Artikel 2 Reikwijdte verordening

  • 1. Deze subsidieverordening is van toepassing op het verstrekken van subsidies door het college, zoals bedoeld in artikel 4:21 van de Algemene wet bestuursrecht, waarvoor geen regeling is getroffen in afzonderlijke verordeningen.

  • 2. Voor activiteiten, behorende tot de volgende taakvelden kan subsidie worden verstrekt:

    • a.

      veiligheid;

    • b.

      verkeer, vervoer en waterstaat;

    • c.

      economie;

    • d.

      onderwijs;

    • e.

      sport, cultuur en recreatie;

    • f.

      sociaal domein;

    • g.

      volksgezondheid en milieu;

    • h.

      volkshuisvesting, ruimtelijke ordening en stedelijke vernieuwing.

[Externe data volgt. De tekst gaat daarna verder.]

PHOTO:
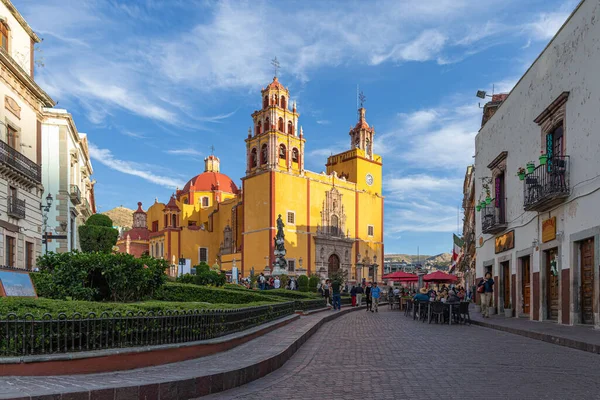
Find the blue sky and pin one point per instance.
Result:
(156, 83)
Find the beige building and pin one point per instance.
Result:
(21, 115)
(66, 174)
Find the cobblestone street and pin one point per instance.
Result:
(390, 356)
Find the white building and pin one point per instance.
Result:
(540, 237)
(21, 185)
(66, 172)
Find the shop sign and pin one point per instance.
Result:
(505, 242)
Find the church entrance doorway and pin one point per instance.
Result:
(333, 265)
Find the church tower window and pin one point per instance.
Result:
(263, 154)
(282, 152)
(253, 157)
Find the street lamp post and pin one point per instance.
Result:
(45, 210)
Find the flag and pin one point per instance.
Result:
(456, 251)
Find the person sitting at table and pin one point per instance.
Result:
(421, 296)
(452, 297)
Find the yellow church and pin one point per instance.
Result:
(333, 219)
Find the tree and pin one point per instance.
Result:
(97, 235)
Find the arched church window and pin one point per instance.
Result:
(282, 152)
(263, 154)
(253, 157)
(334, 228)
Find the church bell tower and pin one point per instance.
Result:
(275, 142)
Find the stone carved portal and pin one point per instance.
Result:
(332, 247)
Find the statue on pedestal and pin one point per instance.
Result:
(280, 262)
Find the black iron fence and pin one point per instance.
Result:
(48, 335)
(19, 162)
(547, 184)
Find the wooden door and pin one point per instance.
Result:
(506, 279)
(526, 283)
(551, 285)
(586, 249)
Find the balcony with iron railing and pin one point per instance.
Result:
(17, 162)
(548, 185)
(15, 207)
(75, 194)
(492, 220)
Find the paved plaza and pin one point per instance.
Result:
(389, 356)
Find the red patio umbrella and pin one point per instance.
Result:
(401, 276)
(439, 276)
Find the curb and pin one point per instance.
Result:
(544, 337)
(200, 385)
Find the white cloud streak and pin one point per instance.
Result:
(105, 157)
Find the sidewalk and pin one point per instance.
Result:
(180, 380)
(581, 337)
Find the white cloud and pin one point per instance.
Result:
(546, 25)
(184, 152)
(105, 157)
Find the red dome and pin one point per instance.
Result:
(209, 181)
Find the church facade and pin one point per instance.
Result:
(333, 220)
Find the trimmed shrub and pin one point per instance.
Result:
(303, 283)
(289, 294)
(98, 235)
(187, 292)
(98, 276)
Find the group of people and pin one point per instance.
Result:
(273, 282)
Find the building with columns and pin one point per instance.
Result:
(537, 157)
(21, 116)
(333, 219)
(67, 176)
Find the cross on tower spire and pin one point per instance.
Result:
(275, 64)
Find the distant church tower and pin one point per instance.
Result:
(275, 142)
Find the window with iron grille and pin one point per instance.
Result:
(203, 255)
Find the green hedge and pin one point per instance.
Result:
(39, 307)
(189, 292)
(289, 294)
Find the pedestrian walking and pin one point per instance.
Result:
(353, 295)
(359, 294)
(375, 294)
(368, 296)
(486, 290)
(337, 296)
(326, 291)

Artikel 3 Uitvoeringsregeling

Het college kan nadere regels stellen ter uitvoering van deze verordening.

Artikel 4 Europees steunkader

  • 1. Voor zover dat ten behoeve van het voldoen aan een Europees steunkader noodzakelijk is, kan het college bij uitvoeringsregeling afwijken van deze verordening en deze aanvullen.

  • 2. Bij uitvoeringsregelingen waarbij is bepaald dat toepassing kan worden gegeven aan een Europees steunkader, verwijst de uitvoeringsregeling naar het toepasselijke steunkader.

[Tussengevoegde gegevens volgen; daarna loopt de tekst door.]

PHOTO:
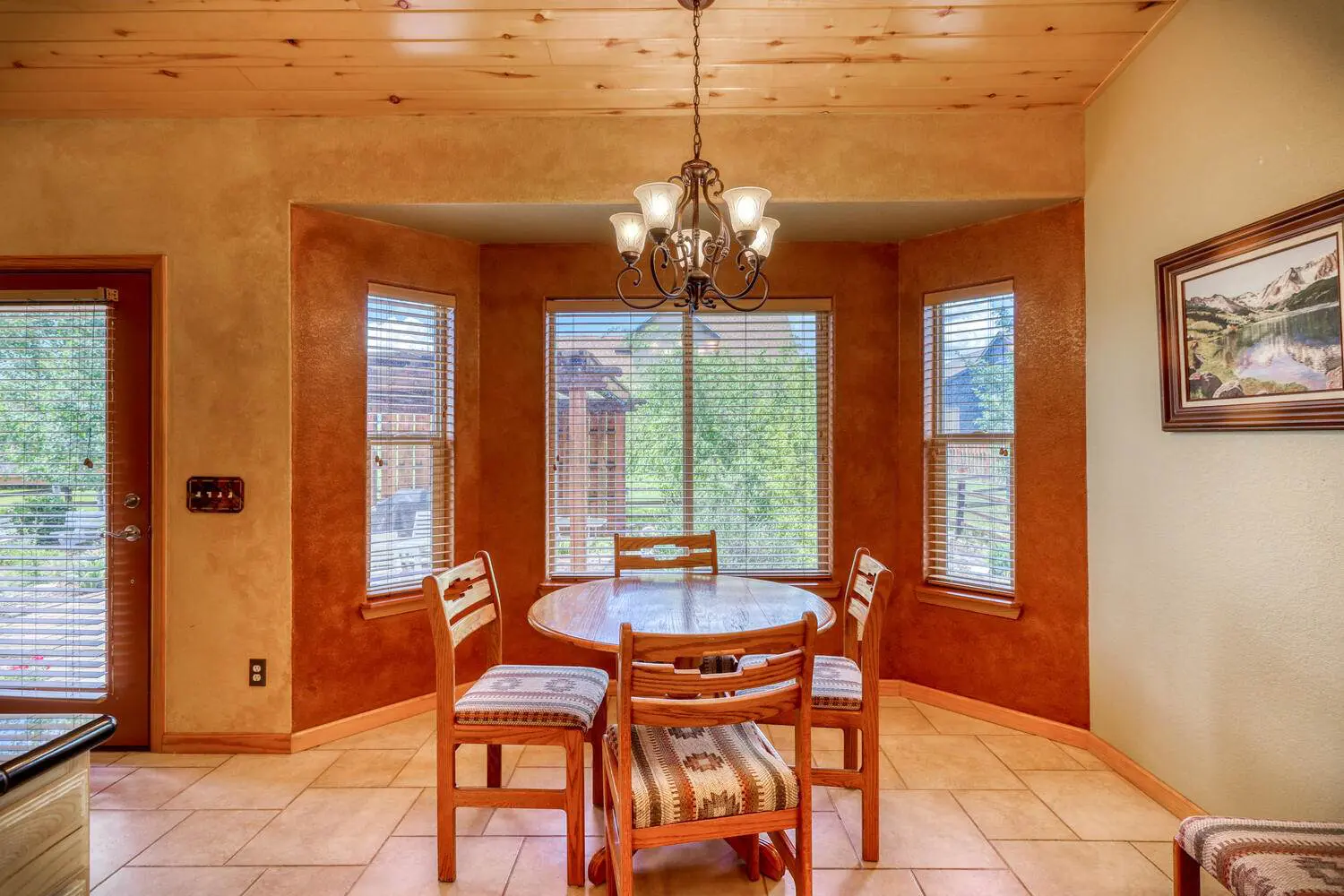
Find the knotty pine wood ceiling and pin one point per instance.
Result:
(211, 58)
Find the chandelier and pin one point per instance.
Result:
(685, 258)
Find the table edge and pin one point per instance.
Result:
(605, 646)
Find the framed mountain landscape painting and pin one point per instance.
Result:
(1253, 327)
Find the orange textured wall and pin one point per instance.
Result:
(1037, 664)
(515, 282)
(341, 662)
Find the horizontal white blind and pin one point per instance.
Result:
(410, 441)
(54, 479)
(669, 424)
(969, 504)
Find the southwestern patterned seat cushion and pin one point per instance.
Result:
(540, 696)
(1254, 857)
(690, 774)
(836, 683)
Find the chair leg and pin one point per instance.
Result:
(446, 780)
(851, 748)
(596, 739)
(803, 857)
(620, 868)
(754, 857)
(494, 766)
(1185, 872)
(871, 793)
(574, 806)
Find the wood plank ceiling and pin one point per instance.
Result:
(210, 58)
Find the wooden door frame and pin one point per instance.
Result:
(158, 269)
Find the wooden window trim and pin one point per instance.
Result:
(392, 605)
(949, 592)
(401, 599)
(1004, 606)
(825, 424)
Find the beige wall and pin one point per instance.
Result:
(1217, 559)
(214, 195)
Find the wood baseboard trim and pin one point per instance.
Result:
(1072, 735)
(1163, 794)
(225, 742)
(1159, 790)
(359, 723)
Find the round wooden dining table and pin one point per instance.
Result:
(589, 614)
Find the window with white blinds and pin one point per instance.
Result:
(410, 437)
(54, 481)
(671, 424)
(969, 501)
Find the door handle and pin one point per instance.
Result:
(129, 533)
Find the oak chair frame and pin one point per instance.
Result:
(656, 686)
(1185, 872)
(866, 597)
(461, 602)
(701, 551)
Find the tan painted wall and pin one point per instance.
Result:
(1217, 559)
(214, 195)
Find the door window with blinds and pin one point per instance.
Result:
(969, 429)
(54, 484)
(671, 424)
(410, 437)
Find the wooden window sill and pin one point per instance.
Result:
(392, 605)
(824, 589)
(989, 605)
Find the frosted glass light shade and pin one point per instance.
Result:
(746, 207)
(691, 247)
(765, 237)
(658, 202)
(629, 233)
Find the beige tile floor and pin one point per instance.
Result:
(968, 809)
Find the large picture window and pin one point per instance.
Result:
(409, 426)
(969, 433)
(668, 424)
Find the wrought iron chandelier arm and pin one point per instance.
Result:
(639, 279)
(753, 265)
(679, 284)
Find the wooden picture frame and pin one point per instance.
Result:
(1252, 325)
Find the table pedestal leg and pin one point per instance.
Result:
(765, 861)
(597, 868)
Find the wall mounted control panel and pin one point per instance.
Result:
(215, 495)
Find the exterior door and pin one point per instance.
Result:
(74, 495)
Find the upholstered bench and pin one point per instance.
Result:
(1254, 857)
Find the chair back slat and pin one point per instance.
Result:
(870, 583)
(470, 571)
(464, 595)
(650, 683)
(668, 648)
(461, 602)
(472, 622)
(661, 678)
(859, 613)
(703, 712)
(695, 551)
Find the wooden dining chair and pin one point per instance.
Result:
(508, 704)
(683, 766)
(648, 552)
(844, 692)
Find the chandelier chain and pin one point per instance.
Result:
(695, 82)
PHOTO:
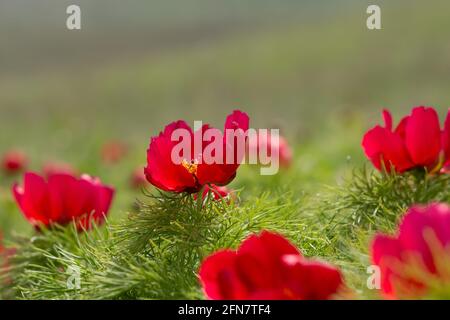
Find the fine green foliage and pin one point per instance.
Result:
(154, 253)
(376, 201)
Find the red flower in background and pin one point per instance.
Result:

  • 3. Bij subsidies waarop een Europees steunkader van toepassing is, verwijst de verleningsbeschikking naar de toepasselijke bepalingen van het steunkader.

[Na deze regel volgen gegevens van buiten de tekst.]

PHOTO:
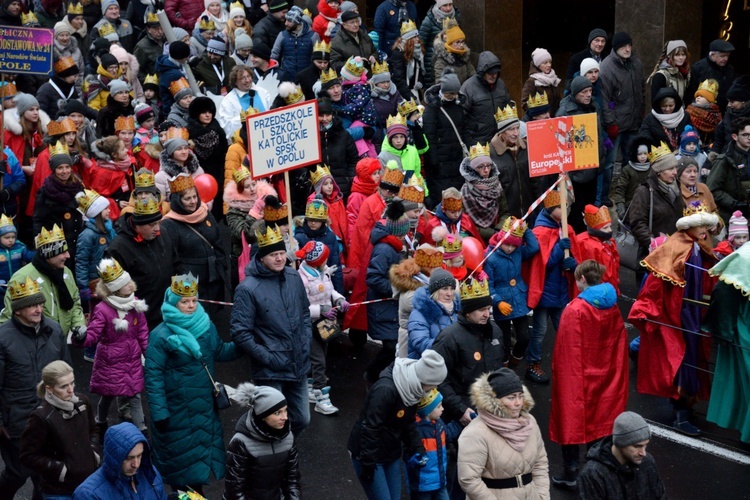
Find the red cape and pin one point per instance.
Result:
(589, 373)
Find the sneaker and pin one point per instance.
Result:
(535, 373)
(323, 402)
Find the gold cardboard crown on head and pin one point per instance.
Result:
(270, 237)
(240, 174)
(46, 237)
(26, 289)
(75, 9)
(180, 183)
(322, 46)
(144, 178)
(321, 170)
(474, 289)
(184, 285)
(658, 153)
(61, 128)
(508, 113)
(479, 150)
(538, 100)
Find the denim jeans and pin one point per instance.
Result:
(386, 483)
(298, 402)
(541, 314)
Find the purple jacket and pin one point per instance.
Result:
(117, 366)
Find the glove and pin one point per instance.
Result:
(569, 263)
(613, 131)
(79, 334)
(162, 425)
(504, 308)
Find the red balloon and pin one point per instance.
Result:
(473, 252)
(206, 186)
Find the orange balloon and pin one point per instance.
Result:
(206, 186)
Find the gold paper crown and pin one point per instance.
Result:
(240, 174)
(322, 46)
(184, 285)
(270, 237)
(316, 210)
(125, 123)
(109, 270)
(178, 85)
(328, 75)
(144, 178)
(75, 9)
(46, 237)
(146, 206)
(509, 113)
(153, 79)
(474, 289)
(479, 150)
(405, 108)
(538, 100)
(320, 172)
(206, 24)
(26, 289)
(658, 153)
(61, 128)
(408, 26)
(180, 183)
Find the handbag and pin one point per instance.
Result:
(627, 246)
(221, 397)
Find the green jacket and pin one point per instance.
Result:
(67, 319)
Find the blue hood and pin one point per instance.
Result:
(602, 296)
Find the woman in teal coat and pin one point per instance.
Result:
(187, 437)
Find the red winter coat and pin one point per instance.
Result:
(589, 367)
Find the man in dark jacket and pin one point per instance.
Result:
(484, 93)
(147, 255)
(271, 323)
(28, 343)
(618, 467)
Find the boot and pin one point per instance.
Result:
(323, 402)
(682, 424)
(535, 373)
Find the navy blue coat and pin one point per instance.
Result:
(382, 318)
(271, 322)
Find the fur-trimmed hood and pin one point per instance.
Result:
(13, 124)
(483, 398)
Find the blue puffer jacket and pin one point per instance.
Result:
(271, 322)
(426, 320)
(382, 318)
(506, 282)
(108, 482)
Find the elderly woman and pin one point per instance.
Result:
(501, 452)
(196, 238)
(186, 431)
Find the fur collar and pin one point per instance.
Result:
(483, 397)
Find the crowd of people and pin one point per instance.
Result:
(420, 228)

  • 4. Bij subsidies waarop een Europees steunkader van toepassing is, komen alleen de activiteiten, doelstellingen, resultaten en kosten in aanmerking die voldoen aan de eisen van het toepasselijke steunkader.

  • 5. Bij subsidies waarop een Europees steunkader van toepassing is, komen ondernemingen alleen in aanmerking voor zover de subsidieverstrekking voldoet aan de voorwaarden van het desbetreffende steunkader.

Artikel 5 Grondslag subsidieverstrekking

  • 1. Het college verstrekt slechts subsidie voor activiteiten die in overwegende mate zijn gericht op of ten goede komen aan de gemeente of haar ingezetenen.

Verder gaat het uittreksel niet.